West v Secretary of State for Scotland 1992 SC 385 is
a Scots administration law case dealing with judicial review. In its decision, the Inner House laid down the defining principles of judicial review in Scotland and the test for invoking the Court of Session's jurisdiction.

==Background==
West was a prison officer at HM Young Offenders Institution, Polmont. In 1989, he was compulsorily transferred to HM Prison, Edinburgh. He complained that he had been told by the Scottish Home and Health Department that his moving expenses would be paid by that department. But they were not paid. The department, represented by Secretary of State for Scotland argued that the terms of West's employment were such that he was to be mobile, and that West was a Crown employee, the department had a discretion to decide whether any moving expenses should be paid.

==Judgment==
The Court of Session held that does not require that the decision complained should have any public law element in order to be reviewable:

… the Court of Session has power, in the exercise of its supervisory jurisdiction, to regulate the process by which decisions are taken by any person or body to whom a jurisdiction, power or authority has been delegated or entrusted by statute, agreement or any other instrument

The public or private nature of the inferior body or tribunal is not decisive, nor is it necessary to enquire whether the decision of the inferior body or tribunal is administrative in character.

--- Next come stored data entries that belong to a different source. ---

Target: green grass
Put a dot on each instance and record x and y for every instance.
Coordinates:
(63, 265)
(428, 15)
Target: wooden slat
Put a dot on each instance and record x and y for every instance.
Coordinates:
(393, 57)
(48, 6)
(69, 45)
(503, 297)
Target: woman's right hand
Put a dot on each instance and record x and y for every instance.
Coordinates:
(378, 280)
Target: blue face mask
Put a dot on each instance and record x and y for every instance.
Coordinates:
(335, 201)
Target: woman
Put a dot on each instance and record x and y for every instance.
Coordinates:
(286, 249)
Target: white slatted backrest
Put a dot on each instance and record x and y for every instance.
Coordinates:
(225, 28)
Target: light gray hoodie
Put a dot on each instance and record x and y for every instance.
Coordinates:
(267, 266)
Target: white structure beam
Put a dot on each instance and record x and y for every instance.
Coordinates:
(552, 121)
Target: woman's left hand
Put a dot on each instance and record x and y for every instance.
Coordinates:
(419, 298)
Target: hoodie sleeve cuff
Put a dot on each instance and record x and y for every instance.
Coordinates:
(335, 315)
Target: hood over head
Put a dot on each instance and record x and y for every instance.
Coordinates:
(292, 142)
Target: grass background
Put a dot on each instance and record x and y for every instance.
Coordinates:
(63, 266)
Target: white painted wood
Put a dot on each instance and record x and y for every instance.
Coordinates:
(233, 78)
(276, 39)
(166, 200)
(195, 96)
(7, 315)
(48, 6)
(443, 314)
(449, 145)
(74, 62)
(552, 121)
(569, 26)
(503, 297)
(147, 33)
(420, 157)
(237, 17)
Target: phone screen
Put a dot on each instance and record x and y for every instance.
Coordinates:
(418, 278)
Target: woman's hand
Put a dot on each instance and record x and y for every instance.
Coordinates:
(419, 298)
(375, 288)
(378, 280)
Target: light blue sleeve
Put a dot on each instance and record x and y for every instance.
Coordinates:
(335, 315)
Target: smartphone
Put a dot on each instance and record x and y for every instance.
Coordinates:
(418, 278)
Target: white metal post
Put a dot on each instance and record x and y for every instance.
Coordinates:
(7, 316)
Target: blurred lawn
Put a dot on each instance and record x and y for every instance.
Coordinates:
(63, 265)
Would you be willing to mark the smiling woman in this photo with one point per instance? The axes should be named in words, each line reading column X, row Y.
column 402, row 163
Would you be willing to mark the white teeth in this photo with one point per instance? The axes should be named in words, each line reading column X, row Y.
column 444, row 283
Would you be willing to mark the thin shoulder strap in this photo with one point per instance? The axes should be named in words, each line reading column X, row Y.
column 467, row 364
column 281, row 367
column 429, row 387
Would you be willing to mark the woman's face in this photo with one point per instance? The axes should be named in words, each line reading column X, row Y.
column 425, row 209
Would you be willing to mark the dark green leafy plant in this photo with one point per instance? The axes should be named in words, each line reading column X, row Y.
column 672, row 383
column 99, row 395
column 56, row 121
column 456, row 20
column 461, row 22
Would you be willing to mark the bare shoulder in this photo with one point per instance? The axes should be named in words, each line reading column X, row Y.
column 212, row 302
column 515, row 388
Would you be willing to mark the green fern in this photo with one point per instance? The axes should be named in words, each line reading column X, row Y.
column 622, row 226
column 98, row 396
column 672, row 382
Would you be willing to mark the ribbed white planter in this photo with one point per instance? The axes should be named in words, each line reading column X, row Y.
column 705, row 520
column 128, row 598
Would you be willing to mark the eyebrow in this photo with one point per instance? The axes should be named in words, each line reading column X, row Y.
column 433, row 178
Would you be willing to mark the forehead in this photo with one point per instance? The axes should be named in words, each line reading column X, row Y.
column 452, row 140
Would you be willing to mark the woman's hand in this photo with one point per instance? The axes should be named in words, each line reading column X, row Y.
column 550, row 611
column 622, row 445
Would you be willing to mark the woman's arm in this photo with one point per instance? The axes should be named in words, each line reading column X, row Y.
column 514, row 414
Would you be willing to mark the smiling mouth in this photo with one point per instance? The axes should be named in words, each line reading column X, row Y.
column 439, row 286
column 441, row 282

The essential point is that a decision-making function has been entrusted to that body or tribunal which it can be compelled by the court to perform… The essential feature of all these cases is the conferring, whether by statute or private contract, of a decision-making power or duty on a third party to whom the taking of the decision is entrusted but whose manner of decision-making may be controlled by the court.
[per Lord President Hope at page 650, emphasis added].

Crucially, in Scots administrative law the competency of an application to the supervisory jurisdiction

… does not depend upon any distinction between public law and private law, nor is it confined to those cases which English law has accepted as amenable to judicial review...

==Significance==
The law of Scotland is different from the law of England on this matter: see, for England, R v Chief Rabbi of the United Hebrew Congregations of Great Britain ex parte Wachmann in which Simon Brown J held that a decision of the Chief Rabbi to terminate a rabbi's employment was not reviewable: to attract the court's supervisory jurisdiction, there must be ‘not merely a public but potentially a governmental interest in the decision-making power in question.’ [at page 1046, emphasis added].